How-do-you-know-how-mentally-fit-you-are

Are you mentally fit?

8 MinutesIn Blog, Inspiration

Why do we talk about physical fitness but mental health?

Physical fitness implies positive action, the taking of control and agency, an investment in something; while mental health implies some innate state, something passive. The WHO definition of mental health reinforces this: “Mental health is a state of well-being in which an individual realizes his or her own abilities, can cope with the normal stresses of life, can work productively, and is able to make a contribution to his or her community.” .

Most of us have measures for our physical fitness – perhaps how our clothes fit, how much exercise we are doing, how physically tired or energised we feel. Most of us have actions we choose when our physical fitness isn’t where we want it to be. It is culturally acceptable to talk about our levels of physical fitness, in the positive “I’m running a marathon next month”, and the negative, “I’m not fit enough at the moment”.

It is possible that some of us reading this may be fortunate enough in our personal circumstances, and having direct influence and control over the future of our business. We may feeling highly mentally and physically fit and energised during this crisis, with the autonomy, resources and power we have.

It is though clear that the emotional and psychological burden of the majority is higher than it has ever been: those who have primary age children and/or living in flat shares and/or no outside space or separate work space, who have been furloughed.

The reason that solitary confinement, being Sent to Coventry, and withholding kissing or hugging from our partners can be used as punishments are because we are highly social creatures – we thrive with interaction and contact. This pancession is not a “normal stress of life” as per the WHO definition because these things are being restricted. It is unlike anything a globalised industrialised world has had to deal with before.

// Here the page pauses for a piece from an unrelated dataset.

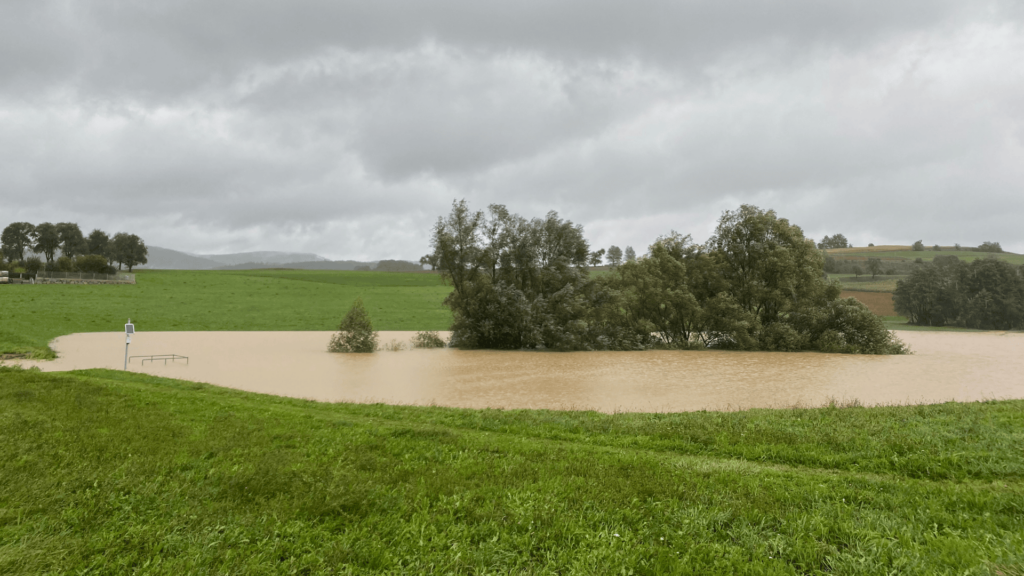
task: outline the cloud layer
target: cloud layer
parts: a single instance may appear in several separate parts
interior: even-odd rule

The opportunity that everyone’s mental health being affected presents, is for us and our organisations to shift thinking towards mental fitness: to see our cognitive, behavioural and emotional welfare as something we actively invest in, nurture, grow and develop, knowing that we will think, feel and act more healthily as a result.

We cannot afford to be passive, we cannot afford to assume that previous normal mental fitness levels will remain in the face of abnormal times.

 

Thrive Mental Fitness Check

Measuring mental fitness for ourselves. How am I measuring my mental fitness, what am I explicitly referencing when I think about the state of my well-being? We want to create touch points in the same way as for our physical fitness – and indeed, there is likely to be overlap. Sleep, energy levels, mood, levels of engagement, levels of joy and happiness. Write down what matters to us, what we are measuring, and face into them each day. We can be brave and own how we feel, this is always valid.

 

Measuring mental fitness of our teams/organisation. How have we adapted this in the face of the pancession, depending on whether our practice is contracting or booming? We have lost some of the previous measures – we can’t feel the office or the room, assess mood and demeanour. Absence and productivity on some measures are harder to track, depending on our business. It will be helpful for leadership teams to check in and create the measures for mental fitness during what will be a long haul – otherwise we may be left with sickness and resignations as our outcome barometers. For those of us whose practices are busy at this time, in particular, we want to avoid this…..

 

Outputs and symptoms of mental fitness. Do we know what “good” looks and feels like? Think about our very best days, the days when we know our psychological and emotional well-being was high – what were the factors, what do we notice. And our “bad” days – what do we notice about these. Are we explicit about triggers and warning signs of when we are less mentally fit? If we know what we are looking out for, we can catch things early.

 

Support and nurturing for ourselves. What are the things we are doing to support and nurture our mental fitness? Write a physical list of these – some will be immediate and others delayed. For example, we can stick our head out of the window for fresh air, we may not be able to leave our desks and take a walk. Because we are all under increased stress at the moment, it is vital to have a list so that our overworked brain doesn’t have to think of a solution. If we notice we are feeling less mentally fit, we have a list we can look at to take steps to improve our fitness.

 

Support and nurturing for our teams/organisation. Have we packaged together what we are doing? No doubt there are many things we are in fact doing – cluster them together and promote them as the package of measures that exist. Some of the team may not recognise what the tactics are designed for and may be opting out or not valuing sufficiently. How have we adapted since the pancession started – are there things missing or things we should stop and replace with something else?

 

Expert input. Are we actively engaging with experts? As the expression goes, we cannot think our way into acting, but we can act our way into thinking – and experts help us identify, create and assess effective actions. This is where coaches, counsellors, therapists, books, podcasts, TED talks, webinars come in. It is where apps like Calm and Headspace can help. Online yoga and meditation courses. It is vital that we promote expert input. Of course, friends and family help with mental fitness but we wouldn’t rely on them to solve our physical issues alone. Experts accelerate our ability to solve problems and to thrive.